Im Herbst 1991 bekommt eine von ihnen einen Brief der LVA Mecklenburg-Vorpommern mit der Bitte, Nachweise zu ihrer Tätigkeit vor 1953 und auch danach nachzureichen. Fast dreißig Jahre wohnt sie nun schon hier, sie hat als Krankenschwester gearbeitet, ihr Gustav ist schon einige Jahre tot und nun droht die Vergangenheit sie einzuholen. „Kühlungsborn, Oktober 1991. Ich bin 1953 in Frankfurt an der Oder angekommen, aber mein Entlassungsschein…“ So beginnt sie, ihre Erinnerungen niederzuschreiben.
Im September 1931 begegne ich der 17jährigen Lene, die an einem Tanzabend den jungen Holländer Joop kennenlernt. Ich lese von ihrem Schicksal und von dem ihrer Familie und auch von dem ihres Sohnes Leo, der bei der Schuleinschreibung eine niederschmetternde Diagnose erhält. Er wird in eine Heil- und Pflegeanstalt eingewiesen. Nora, die her als Krankenschwester arbeitet, hat ein Auge auf Leo und doch kann sie ihn nicht vor der Unbill der Nationalsozialisten beschützen. Leos Schicksal ist so eindringlich beschrieben, bei Lesen hatte ich Herzklopfen, konnte gar nicht glauben, mit welch Chuzpe mit diesen Kindern umgegangen wurde. Alle haben sie mitgemacht, sich freiwillig oder gezwungenermaßen dem Unrechtsregime untergeordnet.

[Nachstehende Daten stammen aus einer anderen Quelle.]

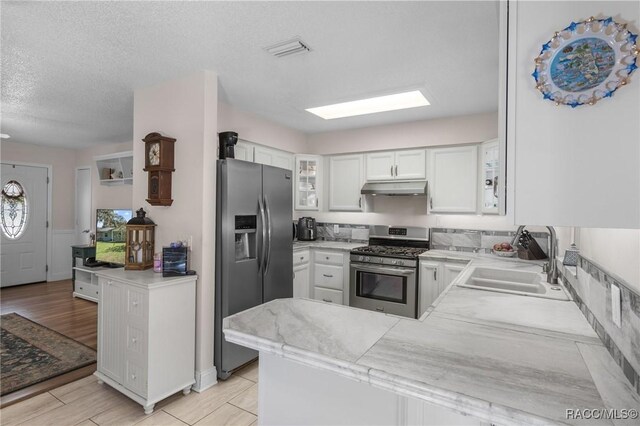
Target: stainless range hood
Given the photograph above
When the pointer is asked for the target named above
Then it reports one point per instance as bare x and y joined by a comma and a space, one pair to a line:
395, 188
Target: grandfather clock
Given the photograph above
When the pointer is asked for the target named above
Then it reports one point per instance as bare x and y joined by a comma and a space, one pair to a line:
158, 163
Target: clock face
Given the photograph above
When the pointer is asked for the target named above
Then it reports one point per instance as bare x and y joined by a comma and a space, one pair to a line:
154, 154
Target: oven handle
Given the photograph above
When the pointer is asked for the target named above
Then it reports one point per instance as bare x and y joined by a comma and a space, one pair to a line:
393, 270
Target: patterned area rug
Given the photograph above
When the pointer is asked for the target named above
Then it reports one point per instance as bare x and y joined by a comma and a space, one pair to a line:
31, 353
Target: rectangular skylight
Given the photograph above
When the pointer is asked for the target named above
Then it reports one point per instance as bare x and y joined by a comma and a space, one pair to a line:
369, 106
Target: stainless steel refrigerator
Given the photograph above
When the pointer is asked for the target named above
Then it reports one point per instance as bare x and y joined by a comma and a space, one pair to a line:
254, 247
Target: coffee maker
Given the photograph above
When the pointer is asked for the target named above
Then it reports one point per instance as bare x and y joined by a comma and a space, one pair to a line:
307, 229
227, 140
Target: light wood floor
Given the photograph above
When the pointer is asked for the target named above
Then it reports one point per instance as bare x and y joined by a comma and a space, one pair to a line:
52, 304
87, 403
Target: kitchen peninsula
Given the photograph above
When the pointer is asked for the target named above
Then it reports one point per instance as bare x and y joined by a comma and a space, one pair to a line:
475, 357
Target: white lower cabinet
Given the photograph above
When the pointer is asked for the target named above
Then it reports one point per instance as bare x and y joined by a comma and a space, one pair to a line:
329, 276
301, 274
434, 277
429, 288
146, 334
450, 272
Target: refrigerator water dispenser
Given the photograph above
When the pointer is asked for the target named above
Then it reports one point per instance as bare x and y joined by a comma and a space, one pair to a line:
245, 233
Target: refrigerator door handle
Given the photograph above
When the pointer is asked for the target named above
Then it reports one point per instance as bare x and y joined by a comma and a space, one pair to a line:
267, 255
263, 225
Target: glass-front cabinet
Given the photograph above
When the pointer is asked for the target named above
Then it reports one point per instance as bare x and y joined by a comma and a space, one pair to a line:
490, 158
308, 182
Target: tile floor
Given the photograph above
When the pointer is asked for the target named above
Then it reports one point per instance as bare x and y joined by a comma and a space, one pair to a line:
87, 403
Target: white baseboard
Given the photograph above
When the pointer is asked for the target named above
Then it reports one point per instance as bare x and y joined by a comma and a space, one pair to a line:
60, 266
205, 379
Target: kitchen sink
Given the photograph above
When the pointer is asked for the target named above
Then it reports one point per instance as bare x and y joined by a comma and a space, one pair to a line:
513, 281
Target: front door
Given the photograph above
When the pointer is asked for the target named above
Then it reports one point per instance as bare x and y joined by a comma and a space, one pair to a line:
23, 224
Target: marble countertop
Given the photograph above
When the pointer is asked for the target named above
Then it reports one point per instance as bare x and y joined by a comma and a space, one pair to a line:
333, 245
146, 279
507, 359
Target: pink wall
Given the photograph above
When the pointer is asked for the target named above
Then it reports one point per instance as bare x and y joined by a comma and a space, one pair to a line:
254, 128
442, 131
63, 162
103, 196
185, 109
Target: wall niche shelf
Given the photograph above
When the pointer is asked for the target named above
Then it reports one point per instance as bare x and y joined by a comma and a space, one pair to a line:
115, 169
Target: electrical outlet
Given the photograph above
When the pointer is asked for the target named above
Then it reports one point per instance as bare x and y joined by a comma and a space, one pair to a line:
615, 304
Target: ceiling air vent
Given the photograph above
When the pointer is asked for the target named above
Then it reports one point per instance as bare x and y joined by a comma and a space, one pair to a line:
286, 48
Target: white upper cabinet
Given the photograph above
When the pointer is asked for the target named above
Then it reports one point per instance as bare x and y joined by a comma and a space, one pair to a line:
346, 177
410, 164
380, 165
396, 165
307, 182
489, 172
244, 151
273, 157
453, 174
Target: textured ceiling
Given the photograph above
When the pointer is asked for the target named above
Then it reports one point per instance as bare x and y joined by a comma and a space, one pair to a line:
69, 69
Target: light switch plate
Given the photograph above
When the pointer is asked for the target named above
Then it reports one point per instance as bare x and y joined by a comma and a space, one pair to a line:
615, 304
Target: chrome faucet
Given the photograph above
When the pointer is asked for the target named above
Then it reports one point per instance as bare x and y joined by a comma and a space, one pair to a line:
550, 268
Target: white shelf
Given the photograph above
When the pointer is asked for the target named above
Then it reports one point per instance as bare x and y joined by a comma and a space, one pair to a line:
115, 169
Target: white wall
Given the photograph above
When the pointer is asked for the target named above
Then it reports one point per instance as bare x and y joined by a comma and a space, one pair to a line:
616, 250
185, 109
63, 162
254, 128
582, 161
105, 196
441, 131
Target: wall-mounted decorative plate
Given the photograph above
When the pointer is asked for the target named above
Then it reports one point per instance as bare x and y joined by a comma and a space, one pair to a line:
585, 62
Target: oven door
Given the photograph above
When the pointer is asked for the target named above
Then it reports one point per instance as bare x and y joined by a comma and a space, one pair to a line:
383, 288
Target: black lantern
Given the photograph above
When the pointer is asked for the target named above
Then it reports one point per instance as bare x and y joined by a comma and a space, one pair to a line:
140, 242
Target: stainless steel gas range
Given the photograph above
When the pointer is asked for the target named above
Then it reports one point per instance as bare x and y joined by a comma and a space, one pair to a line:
384, 274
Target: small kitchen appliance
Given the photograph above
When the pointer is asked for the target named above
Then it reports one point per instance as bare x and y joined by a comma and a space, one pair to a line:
227, 141
384, 274
307, 229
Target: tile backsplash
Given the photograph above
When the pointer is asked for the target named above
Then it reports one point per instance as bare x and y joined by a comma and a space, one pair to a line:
346, 232
476, 240
590, 286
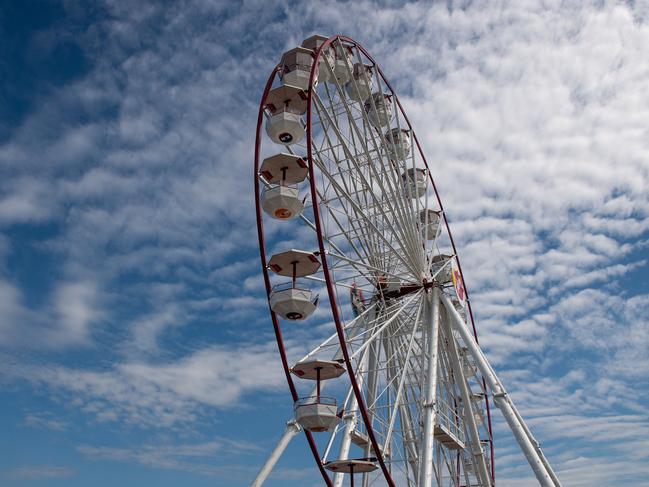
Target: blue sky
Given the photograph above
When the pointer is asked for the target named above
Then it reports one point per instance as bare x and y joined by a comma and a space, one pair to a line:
135, 344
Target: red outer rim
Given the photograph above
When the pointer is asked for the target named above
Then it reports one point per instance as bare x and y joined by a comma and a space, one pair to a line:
262, 252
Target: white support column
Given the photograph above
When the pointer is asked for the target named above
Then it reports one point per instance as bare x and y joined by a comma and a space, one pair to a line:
292, 429
478, 454
350, 424
431, 319
544, 473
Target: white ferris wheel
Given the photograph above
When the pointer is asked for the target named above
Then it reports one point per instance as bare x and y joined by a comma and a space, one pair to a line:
397, 391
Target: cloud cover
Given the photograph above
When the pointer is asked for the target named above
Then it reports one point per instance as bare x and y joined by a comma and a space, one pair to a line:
532, 115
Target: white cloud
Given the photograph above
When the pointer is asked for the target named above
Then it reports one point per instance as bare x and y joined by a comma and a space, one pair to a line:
532, 115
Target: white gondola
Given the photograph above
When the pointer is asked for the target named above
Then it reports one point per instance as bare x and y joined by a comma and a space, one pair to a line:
293, 303
316, 414
379, 109
430, 223
442, 269
282, 199
398, 142
286, 105
296, 67
288, 300
415, 182
313, 43
282, 202
359, 88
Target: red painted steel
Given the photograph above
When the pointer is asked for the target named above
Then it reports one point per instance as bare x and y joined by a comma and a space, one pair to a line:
262, 253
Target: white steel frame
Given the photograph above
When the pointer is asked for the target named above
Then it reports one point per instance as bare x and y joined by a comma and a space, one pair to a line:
406, 348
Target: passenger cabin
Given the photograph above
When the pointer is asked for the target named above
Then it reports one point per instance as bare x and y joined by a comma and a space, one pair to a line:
296, 67
317, 413
352, 466
289, 300
286, 104
441, 268
343, 63
282, 199
313, 43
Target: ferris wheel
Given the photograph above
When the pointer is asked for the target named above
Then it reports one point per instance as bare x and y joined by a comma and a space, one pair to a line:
366, 294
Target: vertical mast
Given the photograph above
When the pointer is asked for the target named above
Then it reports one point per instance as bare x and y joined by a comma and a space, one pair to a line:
531, 449
431, 320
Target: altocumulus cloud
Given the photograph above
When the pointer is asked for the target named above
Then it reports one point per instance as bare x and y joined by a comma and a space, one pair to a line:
533, 116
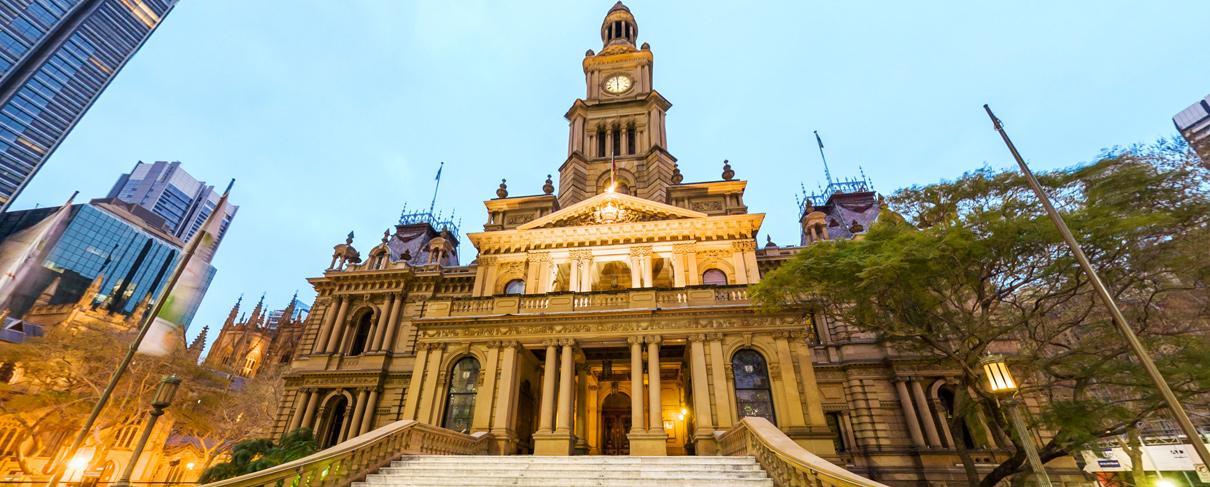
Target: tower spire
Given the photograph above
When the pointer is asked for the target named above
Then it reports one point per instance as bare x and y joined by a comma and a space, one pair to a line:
827, 171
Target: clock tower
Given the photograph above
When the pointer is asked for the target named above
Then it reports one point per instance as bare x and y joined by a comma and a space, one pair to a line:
618, 122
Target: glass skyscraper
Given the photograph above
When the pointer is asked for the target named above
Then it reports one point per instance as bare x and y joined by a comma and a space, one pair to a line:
102, 238
56, 57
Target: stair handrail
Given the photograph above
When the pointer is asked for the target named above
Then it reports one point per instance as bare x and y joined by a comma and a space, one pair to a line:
783, 459
351, 460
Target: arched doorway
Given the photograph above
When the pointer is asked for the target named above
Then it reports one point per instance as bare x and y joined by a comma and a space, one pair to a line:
616, 424
754, 395
334, 420
460, 401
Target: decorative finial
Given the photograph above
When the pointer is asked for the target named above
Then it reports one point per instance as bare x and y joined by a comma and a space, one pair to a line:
727, 173
502, 192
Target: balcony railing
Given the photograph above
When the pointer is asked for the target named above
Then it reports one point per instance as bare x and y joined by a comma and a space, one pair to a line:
566, 302
351, 460
785, 462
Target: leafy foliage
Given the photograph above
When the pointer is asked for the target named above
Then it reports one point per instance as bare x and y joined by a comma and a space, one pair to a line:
252, 456
973, 265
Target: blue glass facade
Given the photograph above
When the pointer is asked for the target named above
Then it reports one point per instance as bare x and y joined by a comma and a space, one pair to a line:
56, 57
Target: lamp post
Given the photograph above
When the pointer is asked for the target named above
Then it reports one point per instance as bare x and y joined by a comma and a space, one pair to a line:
161, 401
1001, 383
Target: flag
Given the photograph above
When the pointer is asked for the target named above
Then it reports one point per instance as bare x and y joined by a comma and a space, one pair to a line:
19, 253
167, 331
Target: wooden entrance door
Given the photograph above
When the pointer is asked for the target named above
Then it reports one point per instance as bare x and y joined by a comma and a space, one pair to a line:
616, 424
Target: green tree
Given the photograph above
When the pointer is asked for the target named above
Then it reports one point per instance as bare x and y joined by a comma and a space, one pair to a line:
972, 265
252, 456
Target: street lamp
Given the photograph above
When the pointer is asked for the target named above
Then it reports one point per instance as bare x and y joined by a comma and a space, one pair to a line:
1001, 384
161, 401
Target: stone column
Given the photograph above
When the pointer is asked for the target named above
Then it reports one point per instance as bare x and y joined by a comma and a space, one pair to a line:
566, 387
392, 324
784, 368
412, 401
338, 326
926, 413
300, 400
502, 422
722, 396
358, 410
480, 419
382, 324
312, 404
546, 413
637, 423
909, 413
704, 427
368, 414
329, 316
656, 419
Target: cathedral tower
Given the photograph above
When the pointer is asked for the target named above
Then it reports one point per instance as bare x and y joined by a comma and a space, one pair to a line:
620, 121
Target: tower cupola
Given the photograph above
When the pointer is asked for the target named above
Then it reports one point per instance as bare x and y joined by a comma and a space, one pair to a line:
620, 27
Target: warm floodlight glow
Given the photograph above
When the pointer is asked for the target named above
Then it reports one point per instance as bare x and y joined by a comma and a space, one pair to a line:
78, 463
1000, 378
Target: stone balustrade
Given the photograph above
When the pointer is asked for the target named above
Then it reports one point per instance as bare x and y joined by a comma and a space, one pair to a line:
568, 302
785, 462
351, 460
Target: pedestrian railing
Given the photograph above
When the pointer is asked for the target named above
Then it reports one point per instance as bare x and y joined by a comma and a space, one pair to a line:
784, 460
351, 460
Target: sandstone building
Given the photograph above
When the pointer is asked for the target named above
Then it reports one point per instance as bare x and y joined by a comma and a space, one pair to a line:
612, 316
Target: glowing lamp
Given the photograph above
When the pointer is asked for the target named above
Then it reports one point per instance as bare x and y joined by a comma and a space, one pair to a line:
166, 391
1000, 378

Lotte dann lernt Nora kennen, als es für diese als Krankenschwester Richtung Osten geht. Das Schicksal verbindet sie, sie geben sich gegenseitig Halt, auch und gerade in schwersten Zeiten.
Von Mechtild Borrmann habe ich schon einige Bücher gelesen, keines davon möchte ich missen. Ihr neuestes Buch LEBENSBANDE basiert auf wahren Begebenheiten, sie erzählt auf zwei Zeitebenen von der Zeit des Nationalsozialismus, beginnend 1931 bis hin zum Zweiten Weltkrieg und darüber hinaus. Jede ihrer Figuren hat trotz der Tragik dieser Zeit auch ihre Glücksmomente und doch ist es eine tieftraurige, eine entsetzliche Geschichte, die ich hier lese. Wir wissen um die NS-Zeit, um die Aussortierung unwerten Lebens, um die Medikamententests. Frauen wurden in sowjetische Arbeitslager verschleppt, auch davon lese ich - viele überlebten die tägliche Schwerstarbeit bei Wasser und Brot nicht.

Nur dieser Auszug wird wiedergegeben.